PlanetScale continues to utilize Vitess's schemadiff library, which can determine, where possible, a valid sequence (read: ordering) of changes given two schemas. When schemadiff reads a schema, it maps and validates any dependency between entities. For example, it can validate that table and columns referenced by some view exist or that there are no cyclic view definitions (v1 reads from v2, which reads from v1).

When schemadiff compares two schemas and generates the diff statements, it also analyzes the dependencies between those statements. If any two diff statements affect entities with a dependency relationship in the schema(s), then schemadiff knows it needs to resolve the ordering of those two diffs. If yet another diff affects entities used by either of these two, then schemadiff needs to resolve the ordering of all three. All the diffs are thus divided into equivalence classes: distinct sets where nothing is shared between any two sets and where the total union of all sets is the total set of diffs.

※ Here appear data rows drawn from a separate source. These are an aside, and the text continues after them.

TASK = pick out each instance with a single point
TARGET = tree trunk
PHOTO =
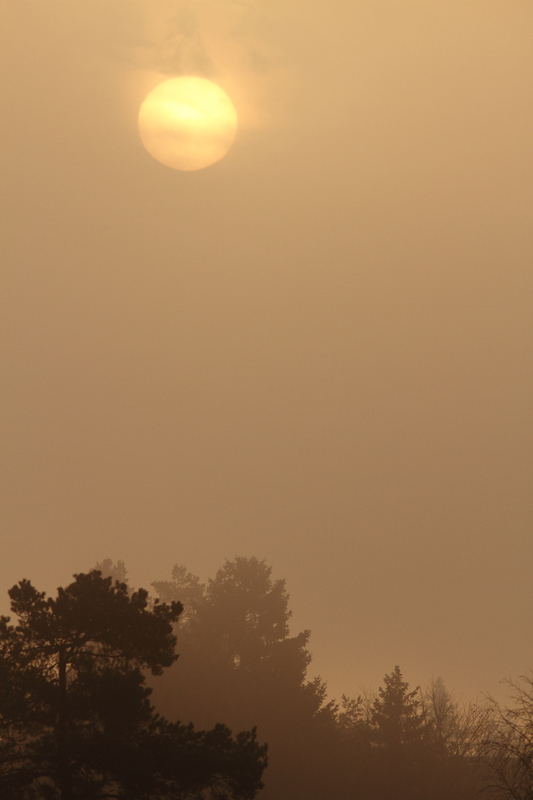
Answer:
(65, 789)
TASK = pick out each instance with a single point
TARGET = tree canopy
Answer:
(75, 716)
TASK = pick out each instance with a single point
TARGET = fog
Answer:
(316, 352)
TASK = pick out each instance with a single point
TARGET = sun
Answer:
(187, 123)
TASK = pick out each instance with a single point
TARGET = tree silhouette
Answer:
(75, 716)
(239, 663)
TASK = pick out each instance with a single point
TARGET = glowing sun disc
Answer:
(187, 123)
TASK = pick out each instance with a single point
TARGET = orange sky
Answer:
(317, 351)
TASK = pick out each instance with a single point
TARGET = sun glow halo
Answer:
(187, 123)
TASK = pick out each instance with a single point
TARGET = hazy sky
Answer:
(317, 351)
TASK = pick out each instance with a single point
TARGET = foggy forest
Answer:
(266, 392)
(95, 703)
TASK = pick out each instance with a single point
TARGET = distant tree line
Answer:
(96, 704)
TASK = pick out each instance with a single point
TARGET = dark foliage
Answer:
(75, 716)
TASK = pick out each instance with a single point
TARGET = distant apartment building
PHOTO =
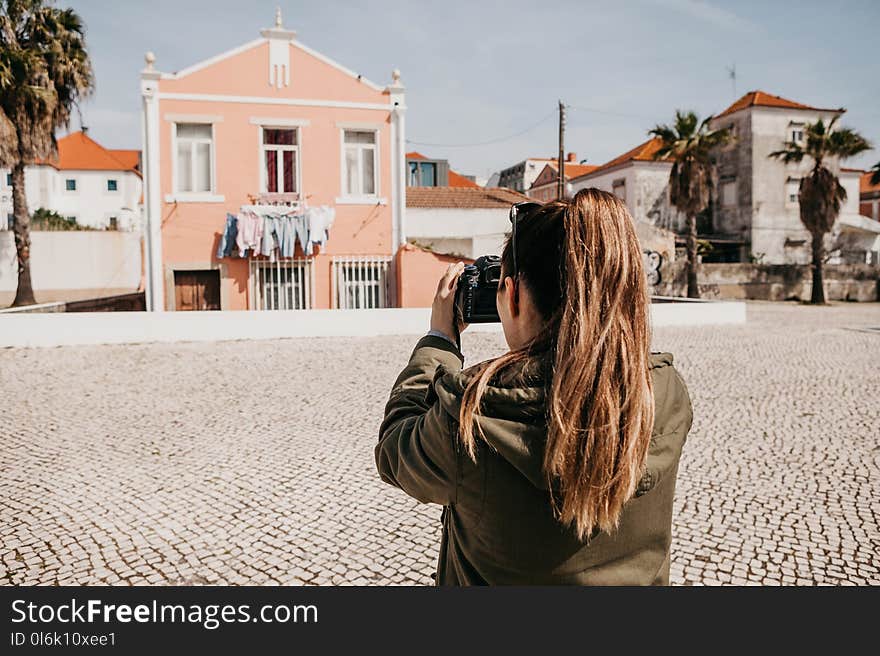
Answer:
(546, 185)
(756, 201)
(869, 197)
(754, 212)
(521, 175)
(642, 183)
(426, 172)
(272, 123)
(92, 185)
(465, 222)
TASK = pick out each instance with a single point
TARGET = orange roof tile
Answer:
(644, 152)
(762, 99)
(77, 151)
(462, 197)
(457, 180)
(130, 158)
(572, 170)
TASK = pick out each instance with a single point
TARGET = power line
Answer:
(485, 143)
(610, 113)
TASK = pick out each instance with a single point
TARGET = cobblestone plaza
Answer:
(251, 462)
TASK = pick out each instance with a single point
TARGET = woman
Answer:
(556, 462)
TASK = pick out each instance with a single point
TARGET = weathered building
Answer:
(755, 205)
(546, 185)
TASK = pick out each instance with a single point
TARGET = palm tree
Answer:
(821, 193)
(44, 71)
(688, 144)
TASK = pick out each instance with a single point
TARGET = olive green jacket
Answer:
(498, 524)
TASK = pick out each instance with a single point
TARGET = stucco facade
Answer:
(756, 196)
(643, 184)
(272, 83)
(98, 194)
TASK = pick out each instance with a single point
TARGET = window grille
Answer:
(360, 282)
(281, 285)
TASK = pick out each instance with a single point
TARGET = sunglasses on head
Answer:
(517, 212)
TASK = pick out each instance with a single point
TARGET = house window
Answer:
(728, 193)
(422, 174)
(281, 285)
(360, 162)
(792, 189)
(195, 142)
(280, 161)
(360, 282)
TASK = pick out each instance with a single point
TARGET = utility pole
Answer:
(560, 182)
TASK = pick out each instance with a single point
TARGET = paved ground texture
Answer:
(252, 462)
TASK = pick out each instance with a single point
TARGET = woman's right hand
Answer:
(443, 308)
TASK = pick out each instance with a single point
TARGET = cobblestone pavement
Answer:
(252, 462)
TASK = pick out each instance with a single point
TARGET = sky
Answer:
(484, 77)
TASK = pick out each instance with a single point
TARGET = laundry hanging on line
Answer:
(274, 230)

If you take a sample diff from one equivalence class and then some sample diff from a different equivalence class, you know there's absolutely no dependency between the two. They can be executed in any order. However, any two diffs within the same equivalence class can have a dependency and should be treated as if they do, although in some cases, the two could be executed in any different order. To that effect, for each equivalence class, schemadiff finds a permutation of the diffs such that if executed in order, the validity of the entire schema is preserved. It's worth reiterating that changes to the underlying database can only be applied sequentially. Thus, we must validate that the schema remains valid throughout the in-order execution. schemadiff achieves this by running in-memory schema migration and validation at every step.

a. Given a set of diffs,

b. Group them into equivalence classes, where changes to elements that have dependencies are grouped together.

c. Ordering of equivalence classes is arbitrary.

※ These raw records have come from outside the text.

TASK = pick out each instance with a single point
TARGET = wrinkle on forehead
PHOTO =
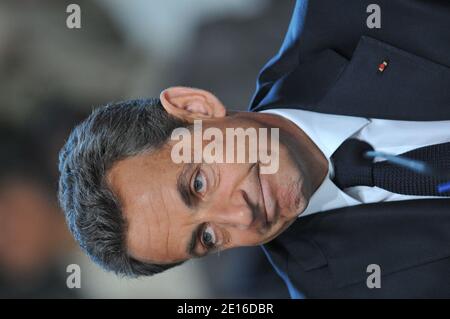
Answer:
(147, 190)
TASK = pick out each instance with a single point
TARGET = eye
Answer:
(199, 183)
(208, 237)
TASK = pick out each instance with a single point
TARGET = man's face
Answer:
(179, 211)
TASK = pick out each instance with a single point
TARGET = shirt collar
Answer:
(328, 132)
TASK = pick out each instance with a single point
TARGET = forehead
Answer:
(146, 188)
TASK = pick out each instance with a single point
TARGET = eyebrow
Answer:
(183, 187)
(183, 184)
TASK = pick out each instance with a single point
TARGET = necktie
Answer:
(353, 168)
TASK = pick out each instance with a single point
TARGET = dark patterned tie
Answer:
(353, 168)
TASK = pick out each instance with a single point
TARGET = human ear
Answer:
(191, 104)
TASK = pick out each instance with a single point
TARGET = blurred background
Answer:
(50, 79)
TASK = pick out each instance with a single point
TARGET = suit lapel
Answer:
(410, 88)
(393, 235)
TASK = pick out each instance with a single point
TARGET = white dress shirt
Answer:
(329, 131)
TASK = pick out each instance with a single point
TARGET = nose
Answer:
(235, 212)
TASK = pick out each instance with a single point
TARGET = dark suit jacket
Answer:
(328, 63)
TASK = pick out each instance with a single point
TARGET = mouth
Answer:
(268, 201)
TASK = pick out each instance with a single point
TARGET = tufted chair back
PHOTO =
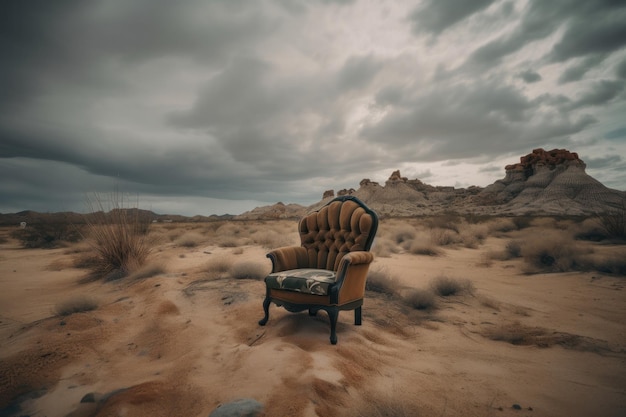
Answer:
(343, 225)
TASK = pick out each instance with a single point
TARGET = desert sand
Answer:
(184, 339)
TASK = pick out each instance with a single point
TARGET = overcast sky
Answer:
(212, 107)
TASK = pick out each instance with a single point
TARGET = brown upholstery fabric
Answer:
(332, 232)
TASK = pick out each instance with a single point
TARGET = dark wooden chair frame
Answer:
(333, 307)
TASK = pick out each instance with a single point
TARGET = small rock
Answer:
(245, 407)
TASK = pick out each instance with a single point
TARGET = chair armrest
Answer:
(357, 258)
(351, 276)
(288, 257)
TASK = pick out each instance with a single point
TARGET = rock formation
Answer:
(542, 183)
(549, 182)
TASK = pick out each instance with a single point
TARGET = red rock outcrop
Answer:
(540, 157)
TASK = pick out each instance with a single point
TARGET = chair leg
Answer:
(333, 314)
(357, 316)
(266, 309)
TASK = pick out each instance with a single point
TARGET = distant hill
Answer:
(542, 183)
(12, 219)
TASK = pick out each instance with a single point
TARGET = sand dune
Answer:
(186, 339)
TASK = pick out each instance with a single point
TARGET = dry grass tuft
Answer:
(424, 246)
(445, 286)
(553, 251)
(249, 270)
(384, 247)
(420, 299)
(444, 237)
(190, 240)
(381, 281)
(218, 267)
(148, 271)
(118, 238)
(378, 405)
(78, 304)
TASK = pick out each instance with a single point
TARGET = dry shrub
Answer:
(609, 264)
(518, 334)
(448, 221)
(424, 246)
(522, 222)
(420, 299)
(473, 235)
(381, 281)
(501, 225)
(384, 247)
(78, 304)
(445, 286)
(271, 239)
(218, 267)
(118, 238)
(552, 251)
(613, 222)
(48, 232)
(512, 250)
(401, 233)
(229, 229)
(189, 240)
(589, 229)
(489, 302)
(230, 242)
(377, 405)
(249, 270)
(443, 237)
(148, 271)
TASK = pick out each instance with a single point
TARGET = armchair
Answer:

d. Within an equivalence class there must be a valid ordering.

Orchestrating Vitess

PlanetScale then takes that valid ordering of diffs as the blueprint for a deployment where it runs the migrations concurrently via Vitess, staging the changes until it determines that all deployments are ready to complete. At this time, it seals the change near-atomically.

When all migrations are complete, PlanetScale then stages tentative reverts for all migrations. The user has a 30-minute window to undo those schema changes without losing data accumulated. If the user does choose to revert (say, some parts of the app appear to require still the old schema or if performance tanks due to wrong indexing), then those reverts are likewise applied near-atomically. Notably, the reverts are finalized in reverse ordering to the original deployment. There is no need for computation here: we rely on the fact that the original deployment was found to have a step-by-step valid ordering. Undoing those changes in reverse order mathematically maintains that validity.

Limitations

Resources are not infinite, and only so many changes can run concurrently. Altering a hundred tables in one deployment request is not feasible and possibly not the best utilization of database branching. It is possible to go too far with a branch so that the changes are logically impossible to deploy (or rather, so complex that it is not possible to determine a reliably safe path). Like code, schema changes should be made and deployed with measures in place.

Conclusion

Treating a deployment request, a group of schema changes, as a unit that should be deployed all or none is a difficult task that requires complex validation, scheduling, and execution. But the effort pays off: we know that the deployment is cancellable up to the very last moment and without making any impact on production. We only have one potential point in time that requires our attention. We actually control that point in time. We don't need to tell the database how to go about the changes; we only need to tell it what we would like to have.